STRAIGHT TALK
Closeted at work?
I’ve been partnered with my boyfriend for about five years and only recently put a photograph of him on my desk at work. I like to gaze at him during the day, but I’ve been surprised by how many questions I’ve gotten, like: “Is he your brother?” What’s the best way to answer these curious coworkers, especially since I’m not really out yet?
To be or not to be out, that is yet again the question. Although one of the basic premises of good manners is to make people feel comfortable, don’t let etiquette be marshaled into an argument for keeping you in the closet. Displaying your boyfriend’s photo is a good way to come out (at least partially) without shouting the dreaded, “Hey, I am gay!” Other ways include referring to a girlfriend or a same-sex spouse in casual conversation (“My wife is home with our kids …”), making charitable contributions to an LGBT rights group and then asking your company to match, or attending the office holiday party with your partner. In your case, answering the dreaded brother question might be just the thing: “No, that’s my boyfriend,” you could say. “We’ve been together five years.”

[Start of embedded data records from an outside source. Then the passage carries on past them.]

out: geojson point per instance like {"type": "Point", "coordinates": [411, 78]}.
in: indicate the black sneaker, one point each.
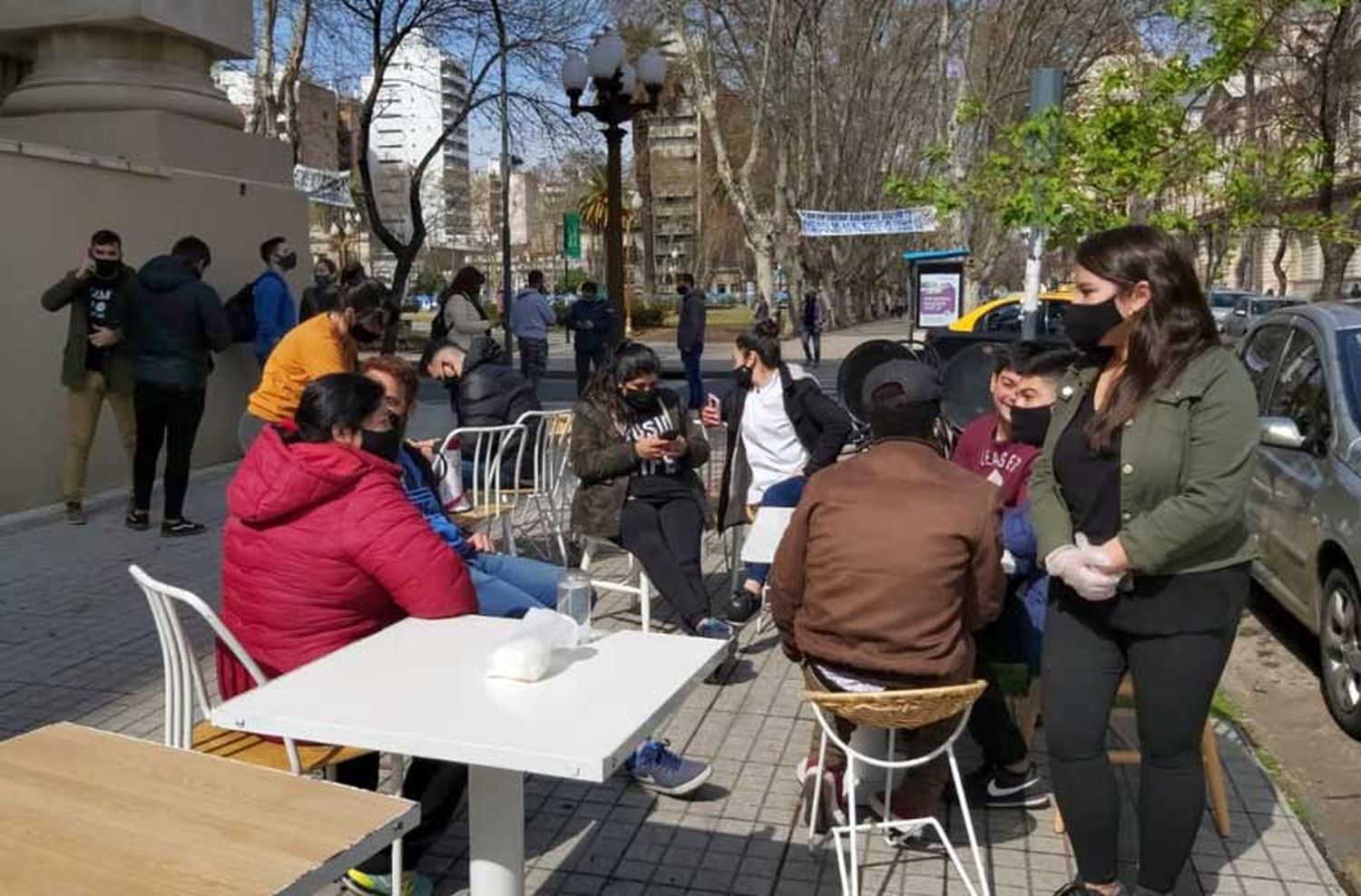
{"type": "Point", "coordinates": [181, 528]}
{"type": "Point", "coordinates": [1002, 789]}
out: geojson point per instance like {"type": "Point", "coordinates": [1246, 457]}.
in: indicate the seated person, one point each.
{"type": "Point", "coordinates": [506, 586]}
{"type": "Point", "coordinates": [1007, 776]}
{"type": "Point", "coordinates": [321, 548]}
{"type": "Point", "coordinates": [987, 445]}
{"type": "Point", "coordinates": [895, 517]}
{"type": "Point", "coordinates": [485, 392]}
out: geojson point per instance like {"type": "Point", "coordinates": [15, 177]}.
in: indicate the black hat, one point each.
{"type": "Point", "coordinates": [917, 381]}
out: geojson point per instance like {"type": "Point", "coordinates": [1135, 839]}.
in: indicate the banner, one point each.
{"type": "Point", "coordinates": [572, 234]}
{"type": "Point", "coordinates": [897, 220]}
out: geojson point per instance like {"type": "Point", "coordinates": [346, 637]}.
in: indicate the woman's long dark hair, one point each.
{"type": "Point", "coordinates": [631, 361]}
{"type": "Point", "coordinates": [1165, 336]}
{"type": "Point", "coordinates": [762, 339]}
{"type": "Point", "coordinates": [335, 400]}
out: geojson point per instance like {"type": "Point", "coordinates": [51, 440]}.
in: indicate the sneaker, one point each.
{"type": "Point", "coordinates": [1002, 789]}
{"type": "Point", "coordinates": [181, 528]}
{"type": "Point", "coordinates": [742, 607]}
{"type": "Point", "coordinates": [413, 884]}
{"type": "Point", "coordinates": [656, 768]}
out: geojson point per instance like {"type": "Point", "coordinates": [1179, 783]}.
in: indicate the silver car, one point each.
{"type": "Point", "coordinates": [1304, 502]}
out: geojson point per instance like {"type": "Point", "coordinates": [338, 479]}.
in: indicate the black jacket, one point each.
{"type": "Point", "coordinates": [821, 424]}
{"type": "Point", "coordinates": [179, 320]}
{"type": "Point", "coordinates": [690, 329]}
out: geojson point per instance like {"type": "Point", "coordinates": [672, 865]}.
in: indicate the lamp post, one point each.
{"type": "Point", "coordinates": [614, 81]}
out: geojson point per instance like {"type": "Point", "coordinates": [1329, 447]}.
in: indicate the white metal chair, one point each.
{"type": "Point", "coordinates": [493, 498]}
{"type": "Point", "coordinates": [642, 590]}
{"type": "Point", "coordinates": [184, 687]}
{"type": "Point", "coordinates": [550, 435]}
{"type": "Point", "coordinates": [895, 710]}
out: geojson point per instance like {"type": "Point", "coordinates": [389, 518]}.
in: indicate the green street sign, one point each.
{"type": "Point", "coordinates": [572, 234]}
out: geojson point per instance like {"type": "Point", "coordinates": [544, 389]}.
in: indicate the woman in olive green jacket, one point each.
{"type": "Point", "coordinates": [1138, 509]}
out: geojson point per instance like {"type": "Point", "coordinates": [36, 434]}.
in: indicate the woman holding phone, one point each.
{"type": "Point", "coordinates": [634, 449]}
{"type": "Point", "coordinates": [781, 430]}
{"type": "Point", "coordinates": [1137, 502]}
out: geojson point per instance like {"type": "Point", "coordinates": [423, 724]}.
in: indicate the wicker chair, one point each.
{"type": "Point", "coordinates": [895, 710]}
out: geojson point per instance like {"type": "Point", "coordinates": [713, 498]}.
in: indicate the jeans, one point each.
{"type": "Point", "coordinates": [690, 358]}
{"type": "Point", "coordinates": [436, 784]}
{"type": "Point", "coordinates": [588, 362]}
{"type": "Point", "coordinates": [512, 586]}
{"type": "Point", "coordinates": [83, 408]}
{"type": "Point", "coordinates": [534, 359]}
{"type": "Point", "coordinates": [664, 537]}
{"type": "Point", "coordinates": [1173, 681]}
{"type": "Point", "coordinates": [166, 415]}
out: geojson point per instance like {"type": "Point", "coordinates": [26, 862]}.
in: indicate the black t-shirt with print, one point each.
{"type": "Point", "coordinates": [103, 313]}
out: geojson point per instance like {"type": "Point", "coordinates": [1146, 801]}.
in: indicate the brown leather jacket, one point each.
{"type": "Point", "coordinates": [892, 558]}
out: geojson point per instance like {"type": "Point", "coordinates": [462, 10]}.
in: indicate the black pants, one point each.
{"type": "Point", "coordinates": [1173, 680]}
{"type": "Point", "coordinates": [437, 786]}
{"type": "Point", "coordinates": [166, 415]}
{"type": "Point", "coordinates": [664, 537]}
{"type": "Point", "coordinates": [588, 362]}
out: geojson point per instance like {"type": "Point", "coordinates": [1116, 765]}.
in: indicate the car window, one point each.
{"type": "Point", "coordinates": [1301, 392]}
{"type": "Point", "coordinates": [1002, 320]}
{"type": "Point", "coordinates": [1260, 356]}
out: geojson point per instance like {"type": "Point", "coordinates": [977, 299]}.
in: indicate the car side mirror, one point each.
{"type": "Point", "coordinates": [1281, 433]}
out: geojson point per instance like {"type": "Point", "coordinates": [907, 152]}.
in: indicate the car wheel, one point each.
{"type": "Point", "coordinates": [1339, 648]}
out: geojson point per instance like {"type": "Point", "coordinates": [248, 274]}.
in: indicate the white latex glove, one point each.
{"type": "Point", "coordinates": [1083, 569]}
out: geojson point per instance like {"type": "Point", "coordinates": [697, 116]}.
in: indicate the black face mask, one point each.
{"type": "Point", "coordinates": [386, 443]}
{"type": "Point", "coordinates": [640, 400]}
{"type": "Point", "coordinates": [1031, 424]}
{"type": "Point", "coordinates": [1086, 326]}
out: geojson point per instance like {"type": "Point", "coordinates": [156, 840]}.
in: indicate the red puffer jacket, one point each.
{"type": "Point", "coordinates": [323, 548]}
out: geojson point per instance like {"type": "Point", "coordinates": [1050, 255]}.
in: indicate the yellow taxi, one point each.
{"type": "Point", "coordinates": [1004, 313]}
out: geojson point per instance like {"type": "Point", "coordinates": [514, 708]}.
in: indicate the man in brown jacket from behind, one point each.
{"type": "Point", "coordinates": [892, 559]}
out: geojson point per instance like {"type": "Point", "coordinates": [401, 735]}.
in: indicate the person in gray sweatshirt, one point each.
{"type": "Point", "coordinates": [531, 316]}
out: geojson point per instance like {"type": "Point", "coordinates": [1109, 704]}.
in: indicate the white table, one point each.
{"type": "Point", "coordinates": [419, 688]}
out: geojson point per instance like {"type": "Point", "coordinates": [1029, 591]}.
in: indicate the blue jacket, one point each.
{"type": "Point", "coordinates": [531, 316]}
{"type": "Point", "coordinates": [1031, 582]}
{"type": "Point", "coordinates": [275, 312]}
{"type": "Point", "coordinates": [416, 480]}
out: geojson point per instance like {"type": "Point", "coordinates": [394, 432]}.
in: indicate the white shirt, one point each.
{"type": "Point", "coordinates": [772, 446]}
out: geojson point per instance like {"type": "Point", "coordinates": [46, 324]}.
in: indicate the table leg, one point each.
{"type": "Point", "coordinates": [495, 827]}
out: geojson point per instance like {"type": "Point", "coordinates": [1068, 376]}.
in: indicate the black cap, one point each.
{"type": "Point", "coordinates": [919, 381]}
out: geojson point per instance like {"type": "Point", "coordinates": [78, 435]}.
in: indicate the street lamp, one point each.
{"type": "Point", "coordinates": [615, 82]}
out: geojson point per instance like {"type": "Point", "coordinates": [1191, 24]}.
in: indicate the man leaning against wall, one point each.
{"type": "Point", "coordinates": [97, 365]}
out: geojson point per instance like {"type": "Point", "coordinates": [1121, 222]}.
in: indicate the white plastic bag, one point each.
{"type": "Point", "coordinates": [528, 654]}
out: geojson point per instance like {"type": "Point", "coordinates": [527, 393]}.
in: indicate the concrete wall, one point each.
{"type": "Point", "coordinates": [54, 200]}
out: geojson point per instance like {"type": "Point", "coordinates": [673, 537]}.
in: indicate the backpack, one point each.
{"type": "Point", "coordinates": [240, 310]}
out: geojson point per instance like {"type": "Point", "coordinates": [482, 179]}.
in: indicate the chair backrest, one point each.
{"type": "Point", "coordinates": [497, 463]}
{"type": "Point", "coordinates": [182, 678]}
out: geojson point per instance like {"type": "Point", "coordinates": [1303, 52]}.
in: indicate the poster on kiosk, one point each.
{"type": "Point", "coordinates": [939, 290]}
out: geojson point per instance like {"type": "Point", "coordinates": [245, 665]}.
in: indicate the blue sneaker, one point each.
{"type": "Point", "coordinates": [413, 884]}
{"type": "Point", "coordinates": [659, 770]}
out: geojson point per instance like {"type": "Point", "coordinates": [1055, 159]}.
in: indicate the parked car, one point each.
{"type": "Point", "coordinates": [1247, 309]}
{"type": "Point", "coordinates": [1304, 501]}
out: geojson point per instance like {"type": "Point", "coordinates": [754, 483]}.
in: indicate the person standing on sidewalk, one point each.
{"type": "Point", "coordinates": [177, 321]}
{"type": "Point", "coordinates": [1137, 503]}
{"type": "Point", "coordinates": [690, 336]}
{"type": "Point", "coordinates": [98, 359]}
{"type": "Point", "coordinates": [274, 307]}
{"type": "Point", "coordinates": [531, 316]}
{"type": "Point", "coordinates": [596, 328]}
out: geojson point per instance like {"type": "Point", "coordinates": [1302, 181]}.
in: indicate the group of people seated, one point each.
{"type": "Point", "coordinates": [1091, 525]}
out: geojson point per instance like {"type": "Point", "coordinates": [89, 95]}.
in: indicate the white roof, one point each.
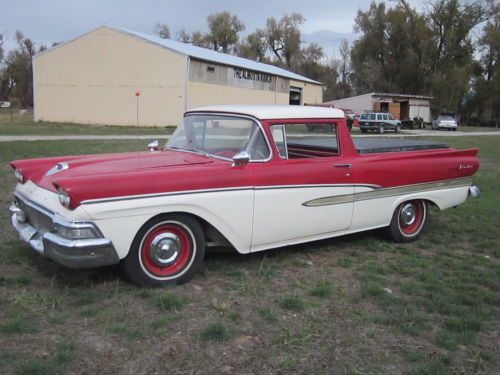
{"type": "Point", "coordinates": [210, 55]}
{"type": "Point", "coordinates": [274, 111]}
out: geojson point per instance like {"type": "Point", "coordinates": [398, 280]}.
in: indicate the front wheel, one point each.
{"type": "Point", "coordinates": [168, 249]}
{"type": "Point", "coordinates": [408, 221]}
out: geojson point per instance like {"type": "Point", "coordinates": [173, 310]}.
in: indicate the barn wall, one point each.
{"type": "Point", "coordinates": [93, 80]}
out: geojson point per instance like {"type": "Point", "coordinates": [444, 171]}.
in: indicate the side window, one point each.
{"type": "Point", "coordinates": [278, 133]}
{"type": "Point", "coordinates": [308, 140]}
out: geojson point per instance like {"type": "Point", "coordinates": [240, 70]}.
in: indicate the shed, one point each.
{"type": "Point", "coordinates": [401, 106]}
{"type": "Point", "coordinates": [120, 77]}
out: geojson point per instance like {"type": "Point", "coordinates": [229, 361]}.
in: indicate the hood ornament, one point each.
{"type": "Point", "coordinates": [58, 168]}
{"type": "Point", "coordinates": [153, 146]}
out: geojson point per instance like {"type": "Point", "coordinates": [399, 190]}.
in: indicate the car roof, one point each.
{"type": "Point", "coordinates": [274, 111]}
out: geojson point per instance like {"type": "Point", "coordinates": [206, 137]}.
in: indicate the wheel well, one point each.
{"type": "Point", "coordinates": [212, 235]}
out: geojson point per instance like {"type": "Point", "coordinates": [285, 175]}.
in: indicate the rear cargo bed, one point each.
{"type": "Point", "coordinates": [376, 145]}
{"type": "Point", "coordinates": [371, 145]}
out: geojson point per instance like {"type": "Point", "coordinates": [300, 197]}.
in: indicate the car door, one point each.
{"type": "Point", "coordinates": [305, 192]}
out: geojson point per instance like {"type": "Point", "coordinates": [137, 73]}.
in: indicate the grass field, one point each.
{"type": "Point", "coordinates": [24, 125]}
{"type": "Point", "coordinates": [351, 305]}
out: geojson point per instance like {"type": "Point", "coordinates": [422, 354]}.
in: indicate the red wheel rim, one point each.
{"type": "Point", "coordinates": [411, 217]}
{"type": "Point", "coordinates": [180, 253]}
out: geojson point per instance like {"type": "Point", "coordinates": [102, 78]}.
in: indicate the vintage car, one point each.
{"type": "Point", "coordinates": [248, 177]}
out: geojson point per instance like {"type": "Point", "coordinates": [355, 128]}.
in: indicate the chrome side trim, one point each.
{"type": "Point", "coordinates": [328, 201]}
{"type": "Point", "coordinates": [377, 189]}
{"type": "Point", "coordinates": [408, 189]}
{"type": "Point", "coordinates": [59, 167]}
{"type": "Point", "coordinates": [388, 192]}
{"type": "Point", "coordinates": [158, 195]}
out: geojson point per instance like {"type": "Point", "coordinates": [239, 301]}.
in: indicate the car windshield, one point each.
{"type": "Point", "coordinates": [220, 137]}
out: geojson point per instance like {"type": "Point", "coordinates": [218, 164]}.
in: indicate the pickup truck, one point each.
{"type": "Point", "coordinates": [249, 177]}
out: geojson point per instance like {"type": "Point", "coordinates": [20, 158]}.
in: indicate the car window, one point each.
{"type": "Point", "coordinates": [308, 140]}
{"type": "Point", "coordinates": [220, 137]}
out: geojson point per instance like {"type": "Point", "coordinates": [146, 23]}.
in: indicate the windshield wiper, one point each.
{"type": "Point", "coordinates": [188, 149]}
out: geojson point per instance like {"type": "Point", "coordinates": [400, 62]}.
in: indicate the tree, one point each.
{"type": "Point", "coordinates": [344, 69]}
{"type": "Point", "coordinates": [283, 37]}
{"type": "Point", "coordinates": [17, 77]}
{"type": "Point", "coordinates": [223, 31]}
{"type": "Point", "coordinates": [402, 50]}
{"type": "Point", "coordinates": [254, 46]}
{"type": "Point", "coordinates": [1, 48]}
{"type": "Point", "coordinates": [162, 30]}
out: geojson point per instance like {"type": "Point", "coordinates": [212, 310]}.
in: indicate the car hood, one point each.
{"type": "Point", "coordinates": [45, 172]}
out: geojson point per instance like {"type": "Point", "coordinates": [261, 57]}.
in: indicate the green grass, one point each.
{"type": "Point", "coordinates": [24, 125]}
{"type": "Point", "coordinates": [215, 332]}
{"type": "Point", "coordinates": [170, 302]}
{"type": "Point", "coordinates": [357, 304]}
{"type": "Point", "coordinates": [292, 302]}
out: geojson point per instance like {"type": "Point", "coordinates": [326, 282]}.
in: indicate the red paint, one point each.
{"type": "Point", "coordinates": [117, 175]}
{"type": "Point", "coordinates": [182, 259]}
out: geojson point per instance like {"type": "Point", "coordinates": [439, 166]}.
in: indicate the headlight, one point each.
{"type": "Point", "coordinates": [64, 198]}
{"type": "Point", "coordinates": [19, 176]}
{"type": "Point", "coordinates": [75, 231]}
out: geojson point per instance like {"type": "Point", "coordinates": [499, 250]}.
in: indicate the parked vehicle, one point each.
{"type": "Point", "coordinates": [445, 121]}
{"type": "Point", "coordinates": [379, 122]}
{"type": "Point", "coordinates": [249, 177]}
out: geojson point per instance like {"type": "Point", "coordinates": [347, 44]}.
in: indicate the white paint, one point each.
{"type": "Point", "coordinates": [280, 215]}
{"type": "Point", "coordinates": [275, 111]}
{"type": "Point", "coordinates": [280, 218]}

Before you come out at work, however, be sure you understand whether your company has nondiscrimination protections based on sexual orientation, gender identity or gender expression, as well as whether there are local or state laws that afford protection. Most states have no such protections, and you certainly don’t want to be fired. Final note: Pay attention to what’s happening with the Employment Non-Discrimination Act (ENDA) in Congress; this federal act would prohibit discrimination against employees (except in religious organizations) on the basis of sexual orientation, gender identity, and disability.